Tuesday, May 19, 2009

John Lennon

So of course everyone knows John Lennon. He's one of my favorite famous figures of all time, an essay I wrote about him in high school for a scholarship helped me get through my first year of school and all, but I never really sat down and looked at his art much. My mom has mentioned to me that my quick gestural works remind her of John Lennon. Really looking at his work, I can see it. 
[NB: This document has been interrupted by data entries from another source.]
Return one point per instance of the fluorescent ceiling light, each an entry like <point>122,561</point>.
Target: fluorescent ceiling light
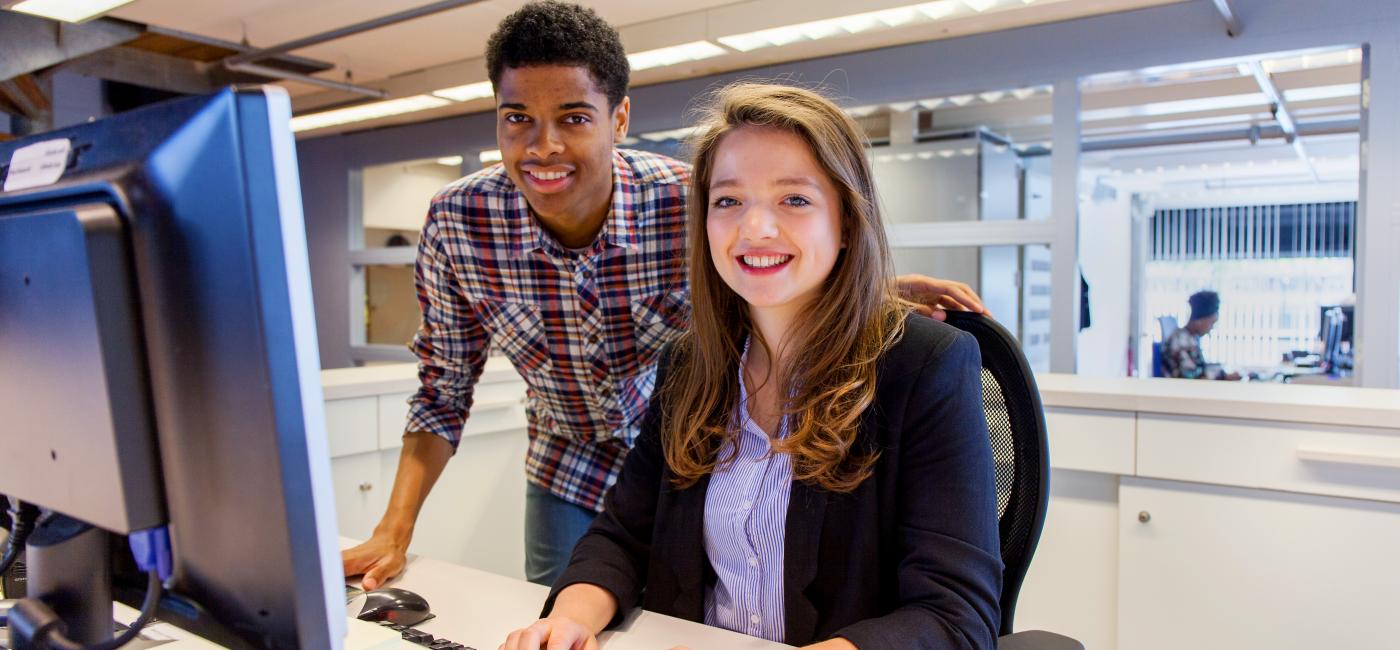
<point>366,111</point>
<point>843,25</point>
<point>1322,93</point>
<point>671,135</point>
<point>466,93</point>
<point>675,53</point>
<point>67,10</point>
<point>1176,107</point>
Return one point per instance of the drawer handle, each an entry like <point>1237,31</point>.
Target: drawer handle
<point>496,404</point>
<point>1348,457</point>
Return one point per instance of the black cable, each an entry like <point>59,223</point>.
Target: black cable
<point>154,589</point>
<point>23,517</point>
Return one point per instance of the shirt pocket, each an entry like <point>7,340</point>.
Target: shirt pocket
<point>657,318</point>
<point>518,331</point>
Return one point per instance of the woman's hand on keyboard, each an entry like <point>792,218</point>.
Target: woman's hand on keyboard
<point>552,633</point>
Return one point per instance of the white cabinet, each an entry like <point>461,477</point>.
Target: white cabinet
<point>1231,568</point>
<point>475,514</point>
<point>361,493</point>
<point>350,426</point>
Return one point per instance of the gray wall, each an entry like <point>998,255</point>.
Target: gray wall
<point>1036,55</point>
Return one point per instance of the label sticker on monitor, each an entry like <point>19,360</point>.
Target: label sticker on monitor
<point>38,164</point>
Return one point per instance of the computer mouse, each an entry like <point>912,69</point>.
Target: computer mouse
<point>395,605</point>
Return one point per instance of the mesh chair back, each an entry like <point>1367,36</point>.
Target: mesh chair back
<point>1017,425</point>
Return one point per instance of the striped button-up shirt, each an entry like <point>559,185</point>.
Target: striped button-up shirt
<point>745,517</point>
<point>583,327</point>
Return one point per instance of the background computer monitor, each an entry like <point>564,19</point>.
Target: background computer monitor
<point>158,356</point>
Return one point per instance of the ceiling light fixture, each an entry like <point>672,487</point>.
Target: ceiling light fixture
<point>675,53</point>
<point>65,10</point>
<point>843,25</point>
<point>366,111</point>
<point>466,93</point>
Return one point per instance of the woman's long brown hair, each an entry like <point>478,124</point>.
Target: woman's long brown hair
<point>829,373</point>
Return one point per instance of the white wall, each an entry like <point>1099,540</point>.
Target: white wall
<point>1106,262</point>
<point>396,196</point>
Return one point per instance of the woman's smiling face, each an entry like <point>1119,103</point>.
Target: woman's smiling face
<point>773,219</point>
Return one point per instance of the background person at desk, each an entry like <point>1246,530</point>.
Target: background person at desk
<point>815,465</point>
<point>1182,355</point>
<point>570,257</point>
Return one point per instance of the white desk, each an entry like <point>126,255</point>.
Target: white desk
<point>479,610</point>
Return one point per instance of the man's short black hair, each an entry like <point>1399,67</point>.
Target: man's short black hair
<point>1204,304</point>
<point>559,34</point>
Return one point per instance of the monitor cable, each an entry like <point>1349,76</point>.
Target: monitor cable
<point>34,624</point>
<point>23,517</point>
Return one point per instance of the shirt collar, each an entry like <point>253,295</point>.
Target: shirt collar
<point>619,227</point>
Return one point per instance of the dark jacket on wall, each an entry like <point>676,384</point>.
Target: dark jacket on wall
<point>909,559</point>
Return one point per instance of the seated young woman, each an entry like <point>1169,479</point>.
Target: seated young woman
<point>814,467</point>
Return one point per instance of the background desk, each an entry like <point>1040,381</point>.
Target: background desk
<point>1273,510</point>
<point>480,608</point>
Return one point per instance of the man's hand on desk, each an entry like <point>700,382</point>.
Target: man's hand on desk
<point>380,559</point>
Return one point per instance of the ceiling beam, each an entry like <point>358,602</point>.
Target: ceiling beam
<point>1281,114</point>
<point>1232,25</point>
<point>347,31</point>
<point>32,44</point>
<point>146,69</point>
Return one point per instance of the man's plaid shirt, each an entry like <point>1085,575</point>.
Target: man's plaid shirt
<point>581,327</point>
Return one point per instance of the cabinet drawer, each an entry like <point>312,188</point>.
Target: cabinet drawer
<point>1204,566</point>
<point>1091,440</point>
<point>1320,460</point>
<point>350,426</point>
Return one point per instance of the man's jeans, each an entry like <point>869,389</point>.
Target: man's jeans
<point>552,527</point>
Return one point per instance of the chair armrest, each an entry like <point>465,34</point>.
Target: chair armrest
<point>1038,640</point>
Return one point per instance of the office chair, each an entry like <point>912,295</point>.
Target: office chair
<point>1017,426</point>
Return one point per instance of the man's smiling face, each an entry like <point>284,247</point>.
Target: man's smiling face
<point>556,133</point>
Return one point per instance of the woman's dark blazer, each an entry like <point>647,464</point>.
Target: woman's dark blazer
<point>909,559</point>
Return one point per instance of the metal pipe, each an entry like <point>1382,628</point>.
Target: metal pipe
<point>346,31</point>
<point>1220,135</point>
<point>1283,114</point>
<point>1232,25</point>
<point>305,79</point>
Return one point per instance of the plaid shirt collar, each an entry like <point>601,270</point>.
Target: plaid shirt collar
<point>619,229</point>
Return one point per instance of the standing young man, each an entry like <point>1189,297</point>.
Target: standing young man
<point>570,255</point>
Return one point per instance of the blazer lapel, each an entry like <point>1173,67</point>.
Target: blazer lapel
<point>688,558</point>
<point>807,509</point>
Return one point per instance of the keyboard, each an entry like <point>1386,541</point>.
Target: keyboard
<point>423,638</point>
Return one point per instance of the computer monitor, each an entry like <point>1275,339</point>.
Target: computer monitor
<point>1347,325</point>
<point>158,356</point>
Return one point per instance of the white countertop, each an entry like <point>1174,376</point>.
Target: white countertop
<point>398,378</point>
<point>479,610</point>
<point>1250,399</point>
<point>1253,401</point>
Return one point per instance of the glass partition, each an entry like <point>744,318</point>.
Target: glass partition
<point>1238,177</point>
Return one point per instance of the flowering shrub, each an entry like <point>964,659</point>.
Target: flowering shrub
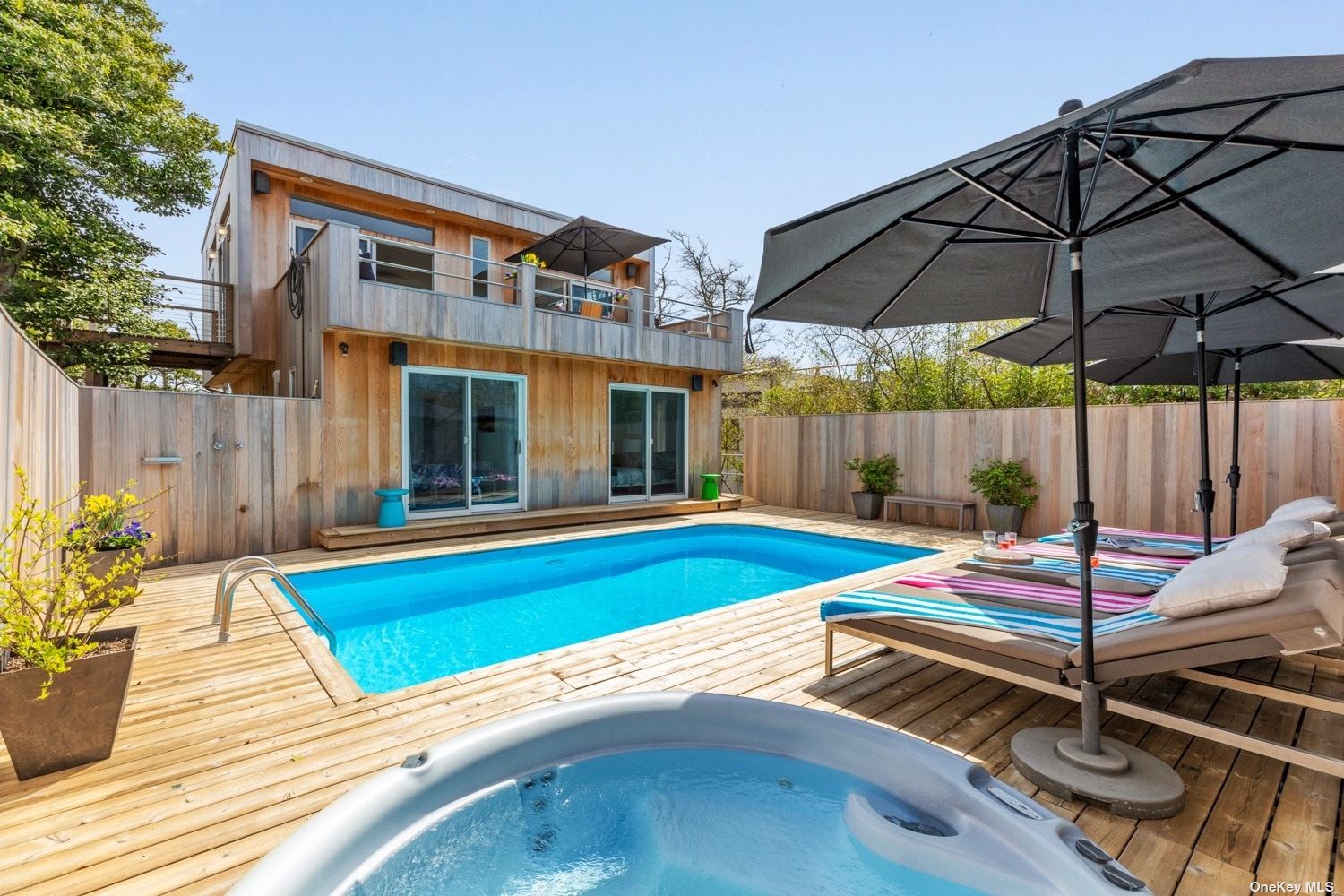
<point>51,602</point>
My mom also mentioned how much my current stuff reminds her of Sgt. Pepper


Chaim Soutine




Speaking of distorted figures. A professor once suggested Chaim Soutine to me, because he though I painted figures like him. I checked his stuff out one day, really liked it, than totally forgot his name. I am really not all that interested in how centralized his figures our in the frame, but I of course love his figures, and the strange way he paints them. I really hated how controlled I had to be with life drawing, and wished I could have just drawn like this.

Monday, May 18, 2009

Daniel Richter



In my work I'm trying to get the figure down in one stroke, but I'm also just making faces out of whatever my hand initially marks to create distortion. There's a sense of first impression in the way he renders people, that creates this feeling of energy, of which I'm really into. There is also this anonymous feeling in each figure, something that I am trying to create in my own work. He's also creating a sense of crowd or population, that especially with the last piece I show of his, removes all sense of individual. The figures are of almost one identity, an element that I'm exploring in my works. He also makes me wonder how my pieces would be with more color

Mark Toby





I'm intrigued by the layers that Mark Toby creates. In my current studio work, I'm trying to figure out how to successfully pull off creating layers and layers. This is especially true in my larger pieces. Toby uses the layers to create intriguing depths that I would love to pull off.

Friday, May 15, 2009

"You're not ready for geometric shapes"

Horia has spoken.
Maybe it was better before my 10 minute destruction session, but I like it better now.

Wednesday, April 22, 2009

George Grosz






This guy's got doodiling down to an art, well I guess that's sort of a stupid statement to make.
Here's a quote that really sums up his work. His style and his content really intrigues me. I think, that my current series is something along the lines of George Grosz mixed with Brice Marden, or at least that's what i'm really striving for.
deeply disillusioned man, he saw humanity as essentially bestial and the city of Berlin as a sink of depravity and deprivation, its streets crowded with unprincipled profiteers, prostitutes, war-crippled dregs and a variety of perverts. A communist, his feeling of social outrage stimulated him to produce the most biting drawings and paintings. -Trewin Copplestone

Art and handwriting LEÓN FERRARI




So I realize my scribbles look a lot like writing, and that has lead to my transition and interest into more calligraphy like works.
Leon Ferrari creates wonderful abstract pieces that distort words and images that look like words into beautiful compositions. His works are politically charged, and deal with the subjects of power and religion, but I can't read french, so that isn't quite as important to me.